Working where I do, it has come to my attention that recently many companies have taken to adding images of cute and cuddly baby animals to their product label. Then I began to notice these images in their TV adds and on billboards, and even their company logos. While it is true that some companies have had images of, for example teddy bears gracing their product labels for years, it seems recently many more companies have jumped on the bandwagon by adding images of baby ducks, polar bears, frogs, pandas and penguins etc to their company logos and product labels.
Advertising is a form of manipulation. It is designed to elicit an emotional response and to connect that response with the product in your mind. Best of all, unlike verbal statements, it is unlikely that an image can be considered to be a direct lie. Images are used to imply something about a product. If you have a soft spot for baby ducks, you are far more likely to buy the product whose label provides an image of a baby duck for example, and for that reason you may continue to buy that product.
What does the image of a cute baby duck say to you?
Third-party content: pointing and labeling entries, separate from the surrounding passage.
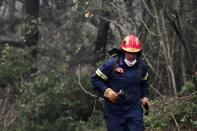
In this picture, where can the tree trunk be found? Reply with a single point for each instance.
(101, 40)
(31, 21)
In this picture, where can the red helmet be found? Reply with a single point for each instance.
(131, 44)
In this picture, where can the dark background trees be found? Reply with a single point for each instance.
(47, 45)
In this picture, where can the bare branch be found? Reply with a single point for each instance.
(18, 44)
(83, 89)
(175, 121)
(149, 29)
(114, 22)
(147, 8)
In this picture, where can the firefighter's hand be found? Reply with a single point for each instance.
(145, 101)
(111, 95)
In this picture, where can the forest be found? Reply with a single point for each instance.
(50, 48)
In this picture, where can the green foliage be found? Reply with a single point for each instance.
(14, 65)
(52, 101)
(164, 113)
(188, 88)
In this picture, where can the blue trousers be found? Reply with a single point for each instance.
(131, 121)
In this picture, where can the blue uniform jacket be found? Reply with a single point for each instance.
(133, 81)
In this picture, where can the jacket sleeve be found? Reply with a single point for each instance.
(101, 75)
(145, 82)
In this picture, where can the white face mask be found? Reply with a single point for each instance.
(129, 63)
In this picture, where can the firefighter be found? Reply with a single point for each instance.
(123, 80)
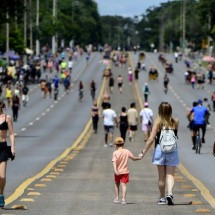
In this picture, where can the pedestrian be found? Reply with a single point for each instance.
(15, 107)
(111, 83)
(132, 121)
(190, 118)
(9, 95)
(105, 100)
(213, 100)
(93, 89)
(43, 88)
(166, 162)
(207, 104)
(136, 73)
(130, 75)
(146, 118)
(121, 171)
(25, 96)
(146, 92)
(120, 83)
(95, 116)
(66, 84)
(6, 125)
(193, 80)
(81, 91)
(110, 118)
(123, 123)
(70, 65)
(176, 56)
(214, 149)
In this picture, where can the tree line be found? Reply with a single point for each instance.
(188, 23)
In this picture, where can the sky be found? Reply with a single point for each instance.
(126, 8)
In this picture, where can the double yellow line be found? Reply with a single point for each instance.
(21, 188)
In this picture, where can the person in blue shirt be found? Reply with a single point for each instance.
(201, 114)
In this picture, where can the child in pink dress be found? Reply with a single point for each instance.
(121, 171)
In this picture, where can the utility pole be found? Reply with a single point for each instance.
(54, 36)
(37, 25)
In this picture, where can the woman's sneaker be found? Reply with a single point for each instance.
(169, 199)
(162, 201)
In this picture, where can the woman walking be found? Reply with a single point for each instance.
(95, 116)
(123, 123)
(166, 162)
(5, 126)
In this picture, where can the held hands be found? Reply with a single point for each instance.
(140, 155)
(116, 173)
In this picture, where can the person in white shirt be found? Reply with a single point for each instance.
(70, 65)
(110, 119)
(146, 118)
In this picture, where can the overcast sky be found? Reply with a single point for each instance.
(126, 8)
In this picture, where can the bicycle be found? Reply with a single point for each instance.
(198, 144)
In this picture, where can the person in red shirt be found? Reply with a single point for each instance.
(121, 171)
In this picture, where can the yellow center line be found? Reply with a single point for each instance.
(21, 188)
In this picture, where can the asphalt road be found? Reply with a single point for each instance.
(45, 128)
(181, 96)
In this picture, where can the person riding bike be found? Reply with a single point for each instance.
(25, 96)
(81, 91)
(165, 83)
(93, 89)
(201, 115)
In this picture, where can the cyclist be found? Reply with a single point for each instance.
(81, 91)
(25, 96)
(93, 89)
(200, 115)
(165, 83)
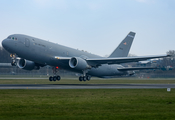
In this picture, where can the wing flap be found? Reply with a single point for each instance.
(98, 61)
(136, 68)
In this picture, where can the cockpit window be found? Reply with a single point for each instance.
(9, 37)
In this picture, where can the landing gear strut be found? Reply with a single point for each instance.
(13, 62)
(55, 77)
(85, 76)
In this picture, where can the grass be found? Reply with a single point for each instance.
(92, 81)
(131, 104)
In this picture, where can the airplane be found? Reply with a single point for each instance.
(33, 53)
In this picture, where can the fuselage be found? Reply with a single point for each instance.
(44, 52)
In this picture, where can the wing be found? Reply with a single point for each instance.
(119, 60)
(95, 62)
(136, 68)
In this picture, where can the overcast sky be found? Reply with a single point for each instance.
(96, 26)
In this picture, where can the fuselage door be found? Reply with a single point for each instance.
(27, 42)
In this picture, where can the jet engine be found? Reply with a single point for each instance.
(78, 63)
(27, 65)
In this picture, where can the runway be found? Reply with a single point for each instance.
(86, 86)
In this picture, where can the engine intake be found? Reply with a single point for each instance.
(27, 65)
(78, 63)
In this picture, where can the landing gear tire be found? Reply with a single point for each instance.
(84, 78)
(58, 78)
(80, 78)
(54, 78)
(50, 78)
(88, 77)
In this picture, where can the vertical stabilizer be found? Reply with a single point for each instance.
(123, 49)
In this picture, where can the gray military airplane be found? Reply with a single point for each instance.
(34, 53)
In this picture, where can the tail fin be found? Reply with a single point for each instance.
(123, 49)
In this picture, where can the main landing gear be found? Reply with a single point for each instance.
(55, 77)
(13, 62)
(85, 76)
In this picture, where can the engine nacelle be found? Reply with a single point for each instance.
(78, 63)
(27, 65)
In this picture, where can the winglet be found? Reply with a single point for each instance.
(123, 49)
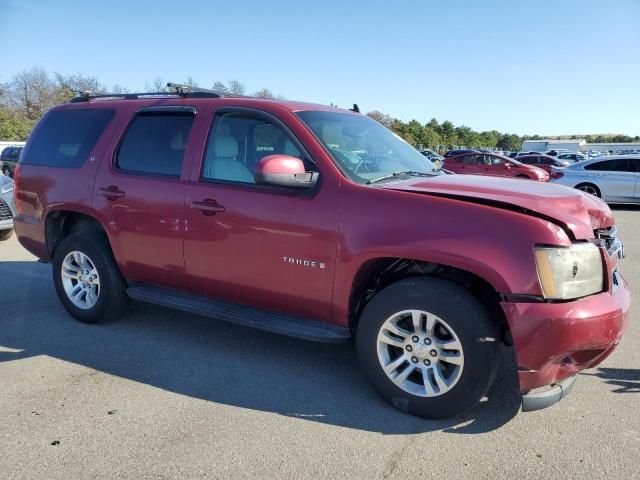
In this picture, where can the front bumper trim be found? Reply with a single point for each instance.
(538, 401)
Do you not immediately have emotional impressions that are warm, comforting, caring and protective in your mind when you see it? Does this image not leave the impression that the duckling will not be harmed by this product, and therefore neither will you? Surely to god this must be a good product to buy. The images of dogs and puppies elicit affection, companionship, protection and friendship. Every animal on a product label triggers a certain type of emotional response in our minds on a wholly unconscious level.
Advertising is also a form of propaganda
In using images of baby animals/ wildlife the company who uses those images is sending the message that it's products are friendly to the environment and to wildlife, when in most cases there is nothing further from the truth. When they use images of wildlife that is on its way to extinction, like the polar bear, they are sending the message that what, using their product will help to save the environment as well as polar bears? Or is this an unspoken promise by said company to save the bear? By far the most offending use of the images of baby animals are those which grace the labels of chemical cleaners and chemical poisons.
In using such images a company continues to peddle it's particular brand of environmental poison, or destruction under the guise of deception. Why after all would you concentrate on the written and verbal label when you have this cute image right in front of your eyes to distract you? Considering that the population of the world is already kept mostly in ignorance in regards to the ingredients and safety of the chemicals all around us, often deliberately so, using these images is just another very devious slight of hand trick. When faced by the number of animals being added to the endangered species list on a daily basis however, and those already extinct, this type of blatant exploitation of wildlife in advertising is criminal.